Elliot helped the men load Phillipe’s body in to the bed of their truck. They touched the brims of their caps in thanks and left in a cloud of dust, leaving him on Abigail’s stoop again. He took out another cigarette, realizing his hands were shaking.

He’d come running when he heard the rifle shot, switching back in to soldier mode in a breath. Elliot had been terrified of what he’d find. He hadn’t expected a dead French man. But Abigail’s face had been the worst of it: she was terrified, but also completely horrified by the man’s death. Her relief to be safe and guilt over the death was obvious. Elliot could relate. Every day he survived and a member of his company didn’t was the same story for him.

The thought of those bruises on her neck made him clench his jaw. It made him wish he’d been the one to kill the guy, not Cleary. He flashed back to the girl in the alley, too. War leads to a momentary lapse in civilization, he realized. There were no police. Local vigilante justice ruled in these parts. And people seen to have helped the Germans were being killed. Mostly the men, some of the women, too. He could remember the cries of women in villages as their heads were shaved and they were stripped down for beatings. Stopping that wasn’t their assignment. Work with locals for their intelligence about the enemy and leave the civilians to their own enforcement. That was their prerogative.

He’d only heard the firing squads taking out French traitors. He hadn’t seen it, hadn’t wanted to.

He still would have killed the man that put violent hands on Abigail, as irrational as it was. It was much too specific concern, his worry about this woman he didn’t know. He was concerned and wanted to take care of her, not just a civilian. It was because it was Abigail.

He exhaled, chastising himself under his breath and looking through the window on the door as she was fixing David’s leg. He had to get away from her soon, but until reinforcements arrived David couldn’t go anywhere. He needed to be moved by truck, definitely.

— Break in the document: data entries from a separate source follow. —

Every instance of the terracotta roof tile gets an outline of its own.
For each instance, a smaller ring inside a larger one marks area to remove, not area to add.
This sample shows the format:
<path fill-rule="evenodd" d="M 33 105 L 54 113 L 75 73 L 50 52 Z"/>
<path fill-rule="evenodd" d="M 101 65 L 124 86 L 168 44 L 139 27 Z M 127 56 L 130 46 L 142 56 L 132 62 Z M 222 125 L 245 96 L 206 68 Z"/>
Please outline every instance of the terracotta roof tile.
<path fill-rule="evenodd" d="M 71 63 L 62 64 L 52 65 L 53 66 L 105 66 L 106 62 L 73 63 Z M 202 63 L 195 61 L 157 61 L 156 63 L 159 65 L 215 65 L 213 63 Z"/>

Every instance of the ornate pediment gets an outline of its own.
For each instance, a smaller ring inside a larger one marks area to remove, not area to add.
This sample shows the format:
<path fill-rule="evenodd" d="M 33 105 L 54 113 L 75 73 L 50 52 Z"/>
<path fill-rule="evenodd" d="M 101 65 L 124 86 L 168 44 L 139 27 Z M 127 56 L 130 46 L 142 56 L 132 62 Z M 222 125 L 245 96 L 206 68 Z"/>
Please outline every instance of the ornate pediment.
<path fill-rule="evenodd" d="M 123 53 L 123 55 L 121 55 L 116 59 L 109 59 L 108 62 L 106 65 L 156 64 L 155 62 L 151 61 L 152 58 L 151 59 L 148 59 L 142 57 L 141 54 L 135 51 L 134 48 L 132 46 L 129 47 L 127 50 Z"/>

And just as irrationally as his concern for her; he didn’t want to leave David here with her now. He didn’t trust the kid to be alone with her. He knew what the Cleary charm could do once it was turned on full-force.

What an idiot
, he decided.
I really have lost my mind.

He put the cigarette out with his boot, shoving hands in his pockets. He had no concerns about locals seeing him now. Those two men knew with certainty that he and David were here and who they were. So Elliot walked out to the road, picking his way in the moonlight. It was incredibly bright considering it wasn’t quite a full moon. When the rumbling started he stopped in his tracks, neck craning upward, turning to try to locate the source.

It was a bomber, he knew by the deepness of the rumbling. When it came in to view he found himself smiling. It was RAF, he just knew it. They flew overhead in a huge, monstrous formation, sounding like death and destruction itself. He could almost imagine the noise was making the ground quake.

They were headed for Calais.
It’s about to start,
he realized. They’ll bomb it nearly in to the point of no return, then send in the Army. Any day now help would arrive.
Just sit tight, wait, and learn to control your urges.

Sounded easy enough. He’d only been with Janet his whole life. A few more days of being faithful wouldn’t kill him.